© 2023 Rotary in Nederland.
Alle rechten voorbehouden.

De missie en doelstellingen van de Rotary

De doelstelling van Rotary is het aanmoedigen en bevorderen van het ideaal van dienstvaardigheid als basis van een te respecteren ondernemingsgeest door:

het beter leren kennen van anderen als een gelegenheid tot dienstvaardigheid;

de toepassing van hoge ethische normen in bedrijf en beroep, de erkenning van de waarde van elke nuttige arbeid;

de toepassing van het ideaal van dienstvaardigheid door iedere rotarian in zijn persoonlijk, zakelijk en maatschappelijk leven;

de bevordering van internationaal begrip, goodwill en vrede door een wereldwijde kameraadschap tussen mannen en vrouwen uit het zakelijk en beroepsleven die zich verenigd voelen in het ideaal van dienstvaardigheid.

Service Above Self

De doelstelling van Rotary komt kernachtig tot uitdrukking in haar lijfspreuk Service Above Self.
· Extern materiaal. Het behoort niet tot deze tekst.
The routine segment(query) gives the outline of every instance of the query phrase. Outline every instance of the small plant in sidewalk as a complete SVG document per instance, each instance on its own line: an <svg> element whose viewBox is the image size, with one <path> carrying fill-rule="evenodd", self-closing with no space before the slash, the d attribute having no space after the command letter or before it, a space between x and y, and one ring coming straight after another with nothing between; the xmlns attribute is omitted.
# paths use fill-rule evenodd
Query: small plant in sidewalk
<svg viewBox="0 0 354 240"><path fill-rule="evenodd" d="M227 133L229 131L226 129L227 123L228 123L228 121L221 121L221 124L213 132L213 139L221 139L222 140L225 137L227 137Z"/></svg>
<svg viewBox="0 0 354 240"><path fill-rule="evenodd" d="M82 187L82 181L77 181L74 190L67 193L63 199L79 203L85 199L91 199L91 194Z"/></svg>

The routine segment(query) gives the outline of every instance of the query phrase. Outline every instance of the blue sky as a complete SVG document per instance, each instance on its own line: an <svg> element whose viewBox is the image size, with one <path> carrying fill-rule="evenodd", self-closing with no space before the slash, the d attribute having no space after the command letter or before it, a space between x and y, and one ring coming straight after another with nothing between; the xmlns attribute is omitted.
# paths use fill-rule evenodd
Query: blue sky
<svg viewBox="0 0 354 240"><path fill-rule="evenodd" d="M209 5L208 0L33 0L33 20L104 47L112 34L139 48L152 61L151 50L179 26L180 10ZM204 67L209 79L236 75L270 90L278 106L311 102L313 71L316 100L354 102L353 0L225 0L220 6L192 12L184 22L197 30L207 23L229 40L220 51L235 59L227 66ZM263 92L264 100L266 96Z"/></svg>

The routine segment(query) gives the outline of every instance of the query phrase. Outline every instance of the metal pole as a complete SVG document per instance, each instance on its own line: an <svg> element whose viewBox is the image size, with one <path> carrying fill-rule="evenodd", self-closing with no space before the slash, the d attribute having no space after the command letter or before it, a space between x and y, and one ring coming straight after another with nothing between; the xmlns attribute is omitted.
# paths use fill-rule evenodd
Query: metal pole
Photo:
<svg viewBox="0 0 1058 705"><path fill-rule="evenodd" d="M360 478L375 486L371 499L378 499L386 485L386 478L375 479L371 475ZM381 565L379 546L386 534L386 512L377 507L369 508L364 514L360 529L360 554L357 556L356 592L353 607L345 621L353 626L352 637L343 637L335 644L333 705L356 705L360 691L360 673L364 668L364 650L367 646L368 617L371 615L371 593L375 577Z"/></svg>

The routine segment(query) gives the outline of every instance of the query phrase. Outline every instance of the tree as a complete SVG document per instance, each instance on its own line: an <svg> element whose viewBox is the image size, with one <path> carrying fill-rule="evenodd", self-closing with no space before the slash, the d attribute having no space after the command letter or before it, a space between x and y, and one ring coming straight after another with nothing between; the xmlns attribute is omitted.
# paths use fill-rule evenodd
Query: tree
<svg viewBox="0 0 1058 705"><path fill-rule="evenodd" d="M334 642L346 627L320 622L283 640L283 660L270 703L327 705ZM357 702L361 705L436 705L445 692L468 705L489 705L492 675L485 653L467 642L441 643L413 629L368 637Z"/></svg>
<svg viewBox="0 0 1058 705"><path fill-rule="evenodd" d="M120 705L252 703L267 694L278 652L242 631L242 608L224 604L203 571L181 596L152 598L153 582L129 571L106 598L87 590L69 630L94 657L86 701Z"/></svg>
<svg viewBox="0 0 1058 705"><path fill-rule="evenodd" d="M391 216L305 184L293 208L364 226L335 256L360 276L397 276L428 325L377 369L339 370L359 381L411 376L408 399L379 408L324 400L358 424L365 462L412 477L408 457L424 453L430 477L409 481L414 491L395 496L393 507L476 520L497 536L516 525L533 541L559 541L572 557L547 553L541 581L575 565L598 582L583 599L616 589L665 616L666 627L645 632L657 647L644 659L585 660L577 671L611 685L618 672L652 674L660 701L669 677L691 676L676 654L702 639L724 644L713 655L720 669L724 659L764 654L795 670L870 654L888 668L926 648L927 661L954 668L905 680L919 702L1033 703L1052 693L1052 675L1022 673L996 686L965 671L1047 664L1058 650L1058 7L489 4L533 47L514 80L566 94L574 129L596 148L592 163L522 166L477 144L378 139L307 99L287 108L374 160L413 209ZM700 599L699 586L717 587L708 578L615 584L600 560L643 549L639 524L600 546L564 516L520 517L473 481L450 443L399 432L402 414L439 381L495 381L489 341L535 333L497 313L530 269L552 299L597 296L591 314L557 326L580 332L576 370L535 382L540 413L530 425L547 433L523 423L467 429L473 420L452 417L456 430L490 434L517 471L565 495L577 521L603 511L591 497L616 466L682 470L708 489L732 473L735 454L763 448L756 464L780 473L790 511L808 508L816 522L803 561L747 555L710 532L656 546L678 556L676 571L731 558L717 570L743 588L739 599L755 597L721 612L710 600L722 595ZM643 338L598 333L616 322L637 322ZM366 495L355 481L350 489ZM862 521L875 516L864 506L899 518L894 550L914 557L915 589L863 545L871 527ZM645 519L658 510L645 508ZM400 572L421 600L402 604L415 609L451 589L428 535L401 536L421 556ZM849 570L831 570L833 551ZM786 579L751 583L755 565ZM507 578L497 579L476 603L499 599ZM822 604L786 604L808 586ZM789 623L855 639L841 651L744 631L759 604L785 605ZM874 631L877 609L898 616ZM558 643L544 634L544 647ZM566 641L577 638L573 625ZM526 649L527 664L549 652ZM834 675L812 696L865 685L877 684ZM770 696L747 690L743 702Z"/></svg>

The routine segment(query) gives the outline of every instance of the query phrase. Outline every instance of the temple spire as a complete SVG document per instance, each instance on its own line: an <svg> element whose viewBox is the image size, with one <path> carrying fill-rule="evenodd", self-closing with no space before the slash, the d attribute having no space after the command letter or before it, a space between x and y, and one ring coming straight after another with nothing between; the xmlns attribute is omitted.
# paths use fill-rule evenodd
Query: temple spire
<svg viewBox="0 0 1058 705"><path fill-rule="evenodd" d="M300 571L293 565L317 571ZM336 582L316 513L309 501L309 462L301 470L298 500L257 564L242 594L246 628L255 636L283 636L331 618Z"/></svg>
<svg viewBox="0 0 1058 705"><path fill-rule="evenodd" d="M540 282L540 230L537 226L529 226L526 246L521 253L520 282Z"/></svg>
Bij Rotary betekent dit dat je bereid bent iets van jezelf te geven. Dat je dienstbaar wilt zijn aan de samenleving en dit in de praktijk ook zichtbaar wilt maken. Niet alleen door het mede opzetten van lokale en wereldomvattende fundraisingprojecten, maar ook door het ter beschikking stellen van je (vak-)kennis. De opzet van de Rotaryorganisatie nodigt daartoe uit. Want Rotary is een netwerk, waarbinnen de leden bereid zijn hun (vak-)kennis ten dienste te stellen van de gemeenschap en direct of indirect deel te nemen aan charitatieve en educatieve projecten. De open communicatie van de honderdduizenden leden verbindt rotarians over de gehele wereld, gebaseerd op het essentiële beginsel: service.

De Four Way Test

De Four Way Test is de gedragscode - bestaande uit 4 simpele vragen - waaraan een rotarian denken en handelen – privé en zakelijk – toetst:

1. Is het waar (oprecht)?

2. Is het billijk voor alle betrokkenen (rechtvaardig)?

3. Bevordert het vertrouwen en vriendschap?

4. Komt het ten goede aan allen?

De test werd in 1932, tijdens de economische recessie, opgesteld door Herbert Tailor (een van de wereldpresidenten van RI). Hij was directeur van een noodlijdende onderneming en trachtte die van het faillissement te redden. Hij bedacht dat het goed zou zijn wanneer de werknemers een gedragscode zouden naleven, waarmee ook de onderneming kon opereren. Hij stelde de test op als een ethische maatstaf voor zijn medewerkers. Door het intern en extern toepassen van de test ontstond een klimaat van vertrouwen en goodwill bij de klanten, leveranciers en werknemers.


Het succes van Tailors formule bleef niet onopgemerkt. Onder het motto ‘Iedereen die de test onthoudt, moet wel goede resultaten behalen’, vond Tailors gedachtegoed overal in Amerika, ja zelfs in Japan, Australië en Zuid-Afrika navolging. Hoewel deze gedragscode op ons mogelijk wat moralistisch overkomt, vormen de vier vragen een uitstekend richtsnoer voor het denken en handelen van een ieder.